Libertarian first principles can be analogized to having a cheat sheet
of answers to a multiple choice test. While you might know the right
answer--which is certainly useful--you won't know exactly why the
answer is right, which is needed to truly understand the subject being
tested. And without such an understanding, one cannot explain the
"right answer" to others and why it is right.
One of the basic libertarian principles is that persons have a right
to enter into contracts of their choosing, and that the government
should not intervene to hold such a contract unenforceable. But
contract law recognizes valid defenses to a contract that are needed
to protect contractual freedom. And contract law has long co-existed
with bankruptcy laws. (For a libertarian analysis of bankruptcy laws
see [1]here.)
While libertarians today might instinctively object to letting
bankruptcy judges modify existing mortgages, to be persuasive, one
needs to know something about both the mortgage market and how
bankruptcy proceedings work to know exactly why this is a bad idea.

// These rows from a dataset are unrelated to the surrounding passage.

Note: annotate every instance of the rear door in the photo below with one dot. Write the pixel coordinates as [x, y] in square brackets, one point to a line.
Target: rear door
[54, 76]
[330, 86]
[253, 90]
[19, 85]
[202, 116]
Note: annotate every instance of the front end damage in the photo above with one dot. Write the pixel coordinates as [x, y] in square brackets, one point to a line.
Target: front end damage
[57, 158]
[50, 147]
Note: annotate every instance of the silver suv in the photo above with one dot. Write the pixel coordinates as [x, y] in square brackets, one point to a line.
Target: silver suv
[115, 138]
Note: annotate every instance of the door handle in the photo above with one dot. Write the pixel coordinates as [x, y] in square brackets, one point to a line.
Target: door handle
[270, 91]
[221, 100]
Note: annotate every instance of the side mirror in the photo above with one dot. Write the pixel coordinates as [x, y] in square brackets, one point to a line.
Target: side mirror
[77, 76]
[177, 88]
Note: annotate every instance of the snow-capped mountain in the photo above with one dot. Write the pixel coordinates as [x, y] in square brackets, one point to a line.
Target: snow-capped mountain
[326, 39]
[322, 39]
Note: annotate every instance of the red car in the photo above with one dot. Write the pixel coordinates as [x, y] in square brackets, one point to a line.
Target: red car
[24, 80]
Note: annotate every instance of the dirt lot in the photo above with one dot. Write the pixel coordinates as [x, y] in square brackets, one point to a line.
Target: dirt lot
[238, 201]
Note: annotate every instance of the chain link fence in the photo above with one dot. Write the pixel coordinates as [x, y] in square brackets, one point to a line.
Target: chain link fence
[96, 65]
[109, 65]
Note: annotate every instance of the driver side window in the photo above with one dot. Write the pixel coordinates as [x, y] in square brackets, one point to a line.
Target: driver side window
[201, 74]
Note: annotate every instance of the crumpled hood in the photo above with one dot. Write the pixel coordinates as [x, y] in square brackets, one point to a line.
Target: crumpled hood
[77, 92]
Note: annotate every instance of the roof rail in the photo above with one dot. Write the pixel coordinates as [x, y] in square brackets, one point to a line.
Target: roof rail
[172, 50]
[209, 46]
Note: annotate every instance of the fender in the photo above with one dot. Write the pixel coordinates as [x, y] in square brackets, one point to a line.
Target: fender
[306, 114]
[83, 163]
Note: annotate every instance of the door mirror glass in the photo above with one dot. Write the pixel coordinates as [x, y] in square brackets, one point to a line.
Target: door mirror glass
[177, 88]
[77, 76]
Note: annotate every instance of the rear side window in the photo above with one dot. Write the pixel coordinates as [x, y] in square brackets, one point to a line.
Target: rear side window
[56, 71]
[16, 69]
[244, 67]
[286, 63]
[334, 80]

Co-conspirator Todd Zywicki has an op-ed in today's [2]Wall Street
Journal opposing giving bankruptcy judges the power to modify existing
mortgages. His essay well illustrates why libertarian principles alone
are not enough to enter into a public policy debate. One also needs
knowledge of the subject at hand. You should read the whole thing, but
here is an excerpt:
In the first place, mortgage costs will rise. If bankruptcy judges
can rewrite mortgage loans after they are made, it will increase
the risk of mortgage lending at the time they are made. Increased
risk increases the overall cost of lending, which in turn will
require future borrowers to pay higher interest rates and upfront
costs, such as higher down payments and points. This is illustrated
by a recent example: In 2005, Congress eliminated the power of
bankruptcy judges to modify auto loans. A recent staff report by
the Federal Reserve Bank of New York estimated a 265 basis-point
reduction on average in auto loan terms as a result of the reform.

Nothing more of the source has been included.